My Eheim Experience 350 seems to vary in output during the day. I don’t like this unstable flow as I want to keep my co2 and flow stable during the day.
I observed that the surface ripple changes between ‘normal’ and very intense (the surface ripple becomes much much stronger not a little bit).

I would like to hear your opinions about possible variables that could have effect on the output of the filter. So I have a 'complete' list to troubleshoot.

I troubleshooted a little bit and did the following:

* Make sure the inflow isn’t restricted with leaves.
* Changed the amount my inflow skimmer will suck in so it doesn't suck a lot of air in. When I move the filter a bit I don't hear any air that escapes the filter.
* Cleaned the filtermedia
* Cleaned the Impeller
* Cleaned the filter hoses
* Changed the O-rings for the filter media baskets
* I don't run my filter on Full output it's too much. Around half open. But according to Eheim there should be no problem tweaking the build in valves as long it is on the output. The inflow valve is fully open.

The filter is around 3,5 years old. Could the Impeller be damaged and cause this problem? Any other parts that could have effect on my problem?

The hoses aren't extremely 'long' just next to the tank.

As I can't hear any air escaping when moving the filter a bit can I assume to rule out that the connections of the hoses, inflow, outflow and 90 degree pvc parts don't suck in any air? I don't have any leaks. 

Let me know what you think!


----------



## jaypeecee (1 Dec 2020)

Hi @Nigel95 

Do you have the same model as the one being discussed here...
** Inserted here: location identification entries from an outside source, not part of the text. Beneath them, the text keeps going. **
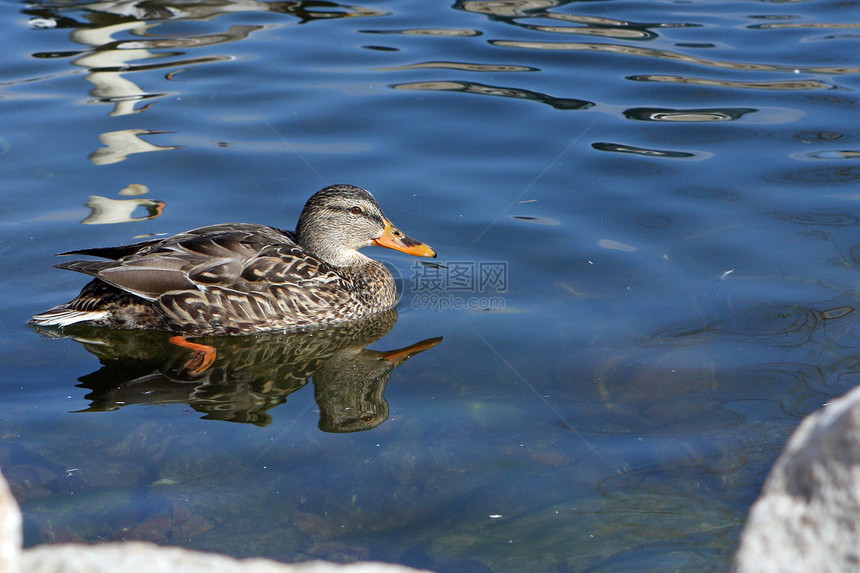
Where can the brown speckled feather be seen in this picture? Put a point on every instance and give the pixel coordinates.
(242, 278)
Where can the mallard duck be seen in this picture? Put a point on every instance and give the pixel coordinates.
(239, 278)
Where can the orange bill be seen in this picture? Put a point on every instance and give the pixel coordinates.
(394, 238)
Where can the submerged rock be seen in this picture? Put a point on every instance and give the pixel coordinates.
(135, 556)
(808, 515)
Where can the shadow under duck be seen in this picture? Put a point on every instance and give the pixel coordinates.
(240, 278)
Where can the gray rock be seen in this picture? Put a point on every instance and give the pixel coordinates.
(808, 515)
(10, 530)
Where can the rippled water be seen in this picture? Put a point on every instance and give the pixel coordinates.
(646, 215)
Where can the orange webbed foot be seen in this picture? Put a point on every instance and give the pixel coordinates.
(203, 358)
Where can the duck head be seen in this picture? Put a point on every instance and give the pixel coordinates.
(340, 219)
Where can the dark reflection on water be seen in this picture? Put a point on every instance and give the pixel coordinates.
(482, 89)
(769, 325)
(621, 148)
(657, 114)
(109, 60)
(251, 375)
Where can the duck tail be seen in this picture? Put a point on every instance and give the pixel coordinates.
(61, 316)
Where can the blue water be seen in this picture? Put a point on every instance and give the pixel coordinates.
(646, 216)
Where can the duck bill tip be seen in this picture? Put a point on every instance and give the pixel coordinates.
(393, 238)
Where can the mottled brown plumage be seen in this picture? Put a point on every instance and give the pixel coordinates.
(240, 278)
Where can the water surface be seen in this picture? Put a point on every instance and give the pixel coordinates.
(646, 215)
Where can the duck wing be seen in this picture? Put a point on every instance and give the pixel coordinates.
(214, 256)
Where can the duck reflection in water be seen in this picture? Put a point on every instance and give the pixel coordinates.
(252, 374)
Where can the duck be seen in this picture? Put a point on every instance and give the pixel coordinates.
(241, 278)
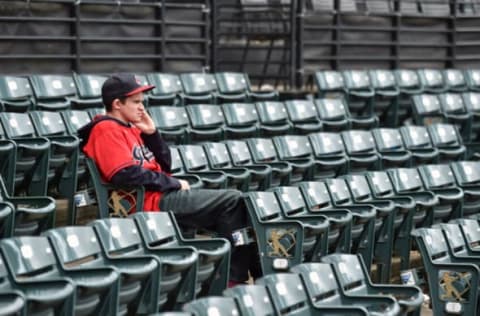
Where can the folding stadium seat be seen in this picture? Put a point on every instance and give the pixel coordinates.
(382, 189)
(64, 156)
(417, 141)
(168, 89)
(360, 93)
(303, 116)
(273, 118)
(353, 278)
(252, 299)
(33, 154)
(295, 150)
(199, 87)
(472, 77)
(53, 92)
(315, 226)
(467, 176)
(241, 120)
(426, 109)
(455, 80)
(290, 297)
(386, 96)
(409, 85)
(171, 122)
(31, 214)
(447, 140)
(280, 240)
(78, 247)
(329, 154)
(330, 84)
(318, 201)
(453, 283)
(440, 180)
(34, 297)
(219, 159)
(334, 114)
(361, 151)
(263, 151)
(390, 148)
(212, 305)
(161, 233)
(236, 87)
(120, 237)
(196, 179)
(456, 113)
(16, 94)
(32, 259)
(471, 101)
(114, 200)
(365, 219)
(8, 157)
(432, 81)
(74, 120)
(195, 161)
(388, 214)
(322, 288)
(206, 122)
(407, 182)
(89, 91)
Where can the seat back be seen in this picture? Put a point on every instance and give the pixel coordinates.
(253, 300)
(326, 144)
(89, 86)
(158, 229)
(287, 293)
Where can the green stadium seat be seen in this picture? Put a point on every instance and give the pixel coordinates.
(219, 159)
(260, 174)
(320, 282)
(96, 289)
(303, 116)
(417, 141)
(206, 122)
(390, 148)
(353, 277)
(89, 91)
(241, 120)
(32, 267)
(273, 118)
(199, 88)
(53, 92)
(171, 122)
(32, 156)
(280, 240)
(79, 248)
(121, 238)
(168, 89)
(453, 284)
(161, 233)
(64, 157)
(16, 94)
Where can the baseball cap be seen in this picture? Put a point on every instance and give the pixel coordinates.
(122, 85)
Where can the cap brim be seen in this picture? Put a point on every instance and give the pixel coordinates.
(140, 89)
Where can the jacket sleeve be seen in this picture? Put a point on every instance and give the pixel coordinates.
(153, 181)
(160, 150)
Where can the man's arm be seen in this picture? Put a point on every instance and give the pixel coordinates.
(153, 181)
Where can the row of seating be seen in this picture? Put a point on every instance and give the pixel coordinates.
(450, 255)
(136, 265)
(460, 109)
(79, 91)
(339, 285)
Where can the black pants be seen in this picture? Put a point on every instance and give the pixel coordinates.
(221, 211)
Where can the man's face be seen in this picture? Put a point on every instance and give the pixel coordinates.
(132, 109)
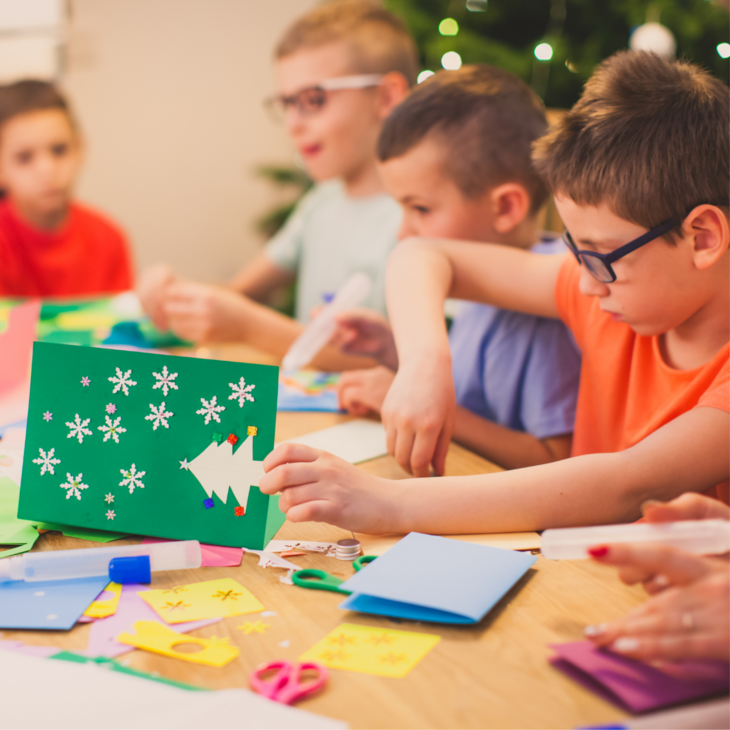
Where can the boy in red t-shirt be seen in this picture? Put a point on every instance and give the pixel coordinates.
(639, 170)
(49, 245)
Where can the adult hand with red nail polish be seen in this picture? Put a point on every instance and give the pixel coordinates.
(687, 620)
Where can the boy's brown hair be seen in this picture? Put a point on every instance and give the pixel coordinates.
(379, 41)
(25, 97)
(649, 137)
(487, 120)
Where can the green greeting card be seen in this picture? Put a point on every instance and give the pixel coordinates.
(150, 444)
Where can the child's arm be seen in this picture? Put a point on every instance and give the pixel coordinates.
(419, 410)
(260, 278)
(363, 391)
(205, 313)
(690, 453)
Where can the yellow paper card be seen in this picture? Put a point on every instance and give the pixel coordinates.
(155, 637)
(195, 601)
(372, 650)
(107, 606)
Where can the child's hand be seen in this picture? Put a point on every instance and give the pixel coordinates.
(364, 332)
(689, 506)
(418, 414)
(363, 391)
(317, 486)
(203, 313)
(688, 620)
(151, 288)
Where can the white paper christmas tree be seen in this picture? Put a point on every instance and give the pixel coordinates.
(218, 468)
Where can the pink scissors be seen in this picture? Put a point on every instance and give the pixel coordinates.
(285, 686)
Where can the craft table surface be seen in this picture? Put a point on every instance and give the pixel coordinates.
(491, 675)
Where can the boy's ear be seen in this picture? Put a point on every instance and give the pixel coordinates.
(707, 227)
(393, 88)
(511, 205)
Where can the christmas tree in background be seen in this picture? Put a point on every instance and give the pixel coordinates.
(554, 45)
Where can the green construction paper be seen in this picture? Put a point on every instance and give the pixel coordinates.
(171, 502)
(13, 531)
(81, 533)
(69, 656)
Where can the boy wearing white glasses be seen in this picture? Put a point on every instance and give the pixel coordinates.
(639, 170)
(341, 69)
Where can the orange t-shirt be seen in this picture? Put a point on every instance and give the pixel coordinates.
(626, 390)
(87, 256)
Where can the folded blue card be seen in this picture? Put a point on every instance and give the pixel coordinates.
(53, 604)
(429, 578)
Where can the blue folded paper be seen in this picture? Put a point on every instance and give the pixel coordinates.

Air bubbles in Eheim external

JPC


----------



## Nigel95 (2 Dec 2020)

jaypeecee said:


> Hi @Nigel95
> 
> Do you have the same model as the one being discussed here...
> 
> ...


It's a different filter and yeah I am not sure about air leaks maybe a tiny one. There are no water leaks and if I tilt the filter you don't get the usual filter burps. Can you still have air in the filter when you don't hear the filter burps when you tilt it?


----------



## jaypeecee (2 Dec 2020)

Nigel95 said:


> It's a different filter and yeah I am not sure about air leaks maybe a tiny one. There are no water leaks and if I tilt the filter you don't get the usual filter burps. Can you still have air in the filter when you don't hear the filter burps when you tilt it?


Hi @Nigel95 

I don't know the answer to your question. Have you tried emailing Eheim or their distributor in The Netherlands?

Good luck!

JPC


----------



## Siege (2 Dec 2020)

Has it always worked well with the skim glassware?
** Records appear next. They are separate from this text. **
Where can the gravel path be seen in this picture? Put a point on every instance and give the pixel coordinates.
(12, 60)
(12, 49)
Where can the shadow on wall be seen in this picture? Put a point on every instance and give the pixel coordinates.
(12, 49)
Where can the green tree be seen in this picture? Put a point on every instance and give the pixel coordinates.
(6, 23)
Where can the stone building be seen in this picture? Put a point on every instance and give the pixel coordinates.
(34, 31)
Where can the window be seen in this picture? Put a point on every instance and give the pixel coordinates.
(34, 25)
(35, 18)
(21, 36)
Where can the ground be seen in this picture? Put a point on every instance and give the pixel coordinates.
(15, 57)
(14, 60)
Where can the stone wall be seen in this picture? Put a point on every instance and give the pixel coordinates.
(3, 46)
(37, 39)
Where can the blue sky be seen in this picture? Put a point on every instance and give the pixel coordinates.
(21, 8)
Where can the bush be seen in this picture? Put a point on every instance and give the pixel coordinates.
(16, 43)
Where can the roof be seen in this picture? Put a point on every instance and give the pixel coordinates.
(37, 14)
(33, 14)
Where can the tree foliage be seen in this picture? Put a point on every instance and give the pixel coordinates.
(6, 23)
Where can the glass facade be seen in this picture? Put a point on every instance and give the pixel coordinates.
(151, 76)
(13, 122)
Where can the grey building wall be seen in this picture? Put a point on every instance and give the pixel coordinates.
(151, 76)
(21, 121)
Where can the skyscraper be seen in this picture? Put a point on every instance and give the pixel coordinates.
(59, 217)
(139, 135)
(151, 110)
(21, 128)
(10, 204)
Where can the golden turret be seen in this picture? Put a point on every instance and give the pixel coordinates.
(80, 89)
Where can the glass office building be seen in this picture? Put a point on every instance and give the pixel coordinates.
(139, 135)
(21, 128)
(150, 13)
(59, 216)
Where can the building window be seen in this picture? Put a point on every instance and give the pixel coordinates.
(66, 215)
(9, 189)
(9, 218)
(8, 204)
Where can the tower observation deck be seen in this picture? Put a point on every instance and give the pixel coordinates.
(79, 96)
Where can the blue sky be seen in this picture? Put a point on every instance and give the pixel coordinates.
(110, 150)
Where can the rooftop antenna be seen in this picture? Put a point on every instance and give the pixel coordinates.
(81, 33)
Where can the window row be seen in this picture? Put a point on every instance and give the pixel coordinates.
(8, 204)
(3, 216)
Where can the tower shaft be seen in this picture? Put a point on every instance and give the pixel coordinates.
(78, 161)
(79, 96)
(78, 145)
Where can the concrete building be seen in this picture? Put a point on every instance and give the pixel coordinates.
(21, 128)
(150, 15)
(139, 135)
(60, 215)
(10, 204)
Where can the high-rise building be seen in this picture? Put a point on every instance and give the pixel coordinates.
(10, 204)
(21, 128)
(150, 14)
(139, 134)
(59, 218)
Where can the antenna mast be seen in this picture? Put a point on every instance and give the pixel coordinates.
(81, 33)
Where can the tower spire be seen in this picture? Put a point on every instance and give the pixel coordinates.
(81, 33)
Just wondering if it’s the glassware rather than the filter?


----------



## Nigel95 (3 Dec 2020)

jaypeecee said:


> Hi @Nigel95
> 
> I don't know the answer to your question. Have you tried emailing Eheim or their distributor in The Netherlands?
> 
> ...


Yeah they asked to send the filter but as you know that is not really my favourite option. Would like to try to fix it first myself instead of having no filter and my filter media. 



Siege said:


> Has it always worked well with the skim glassware?
> 
> Just wondering if it’s the glassware rather than the filter?
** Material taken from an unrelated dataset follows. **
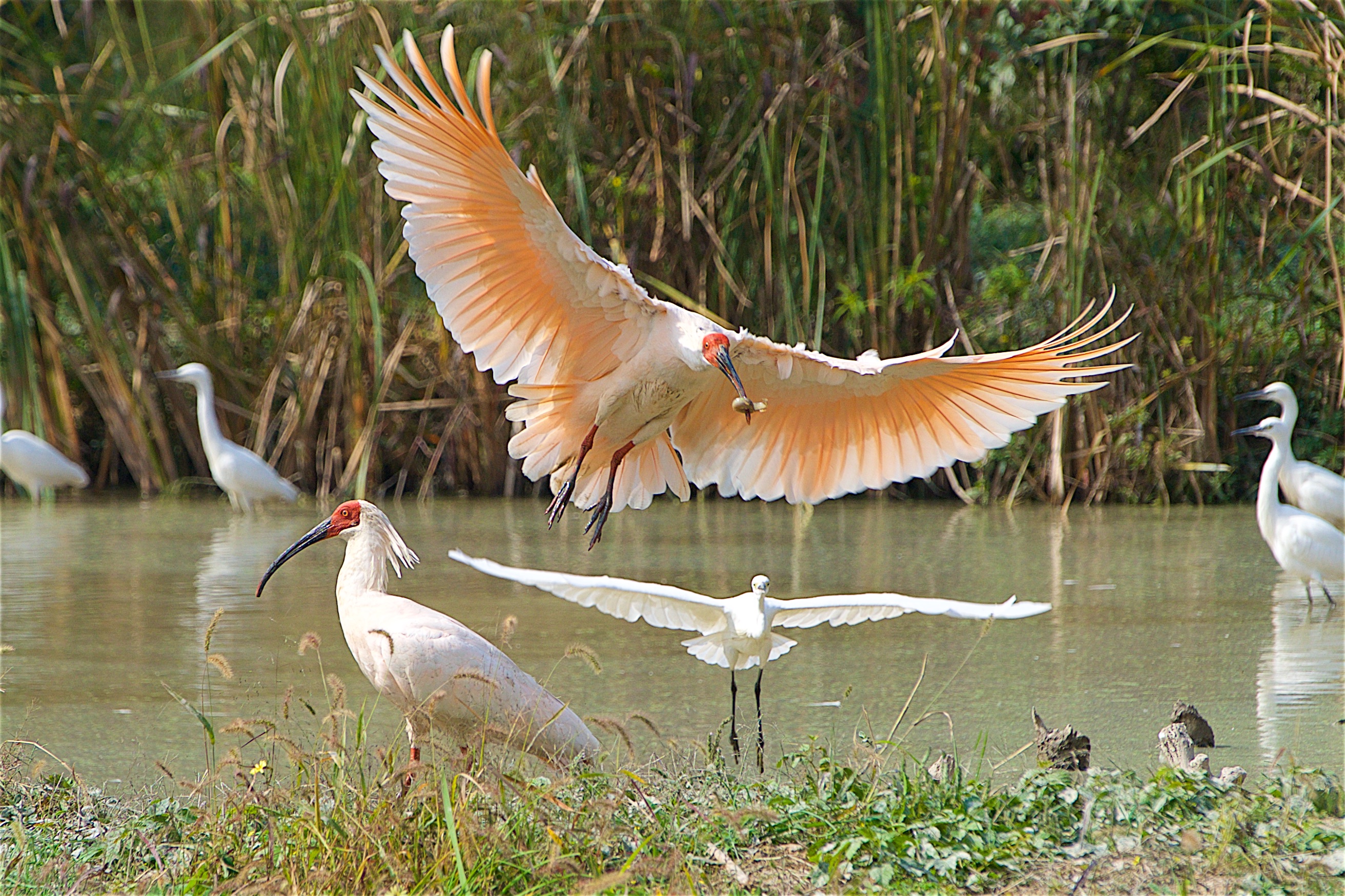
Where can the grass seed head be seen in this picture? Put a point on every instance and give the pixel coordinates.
(210, 629)
(220, 662)
(587, 654)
Yes it worked before on another tank with same filter and inflow skimmer.


----------



## jaypeecee (3 Dec 2020)

Nigel95 said:


> Yeah they asked to send the filter but as you know that is not really my favourite option. Would like to try to fix it first myself instead of having no filter and my filter media.


Hi @Nigel95 

Do you have another filter that you could use temporarily? You could possibly transfer the filter media from one to the other as a short-term solution.

Just a thought.

JPC


----------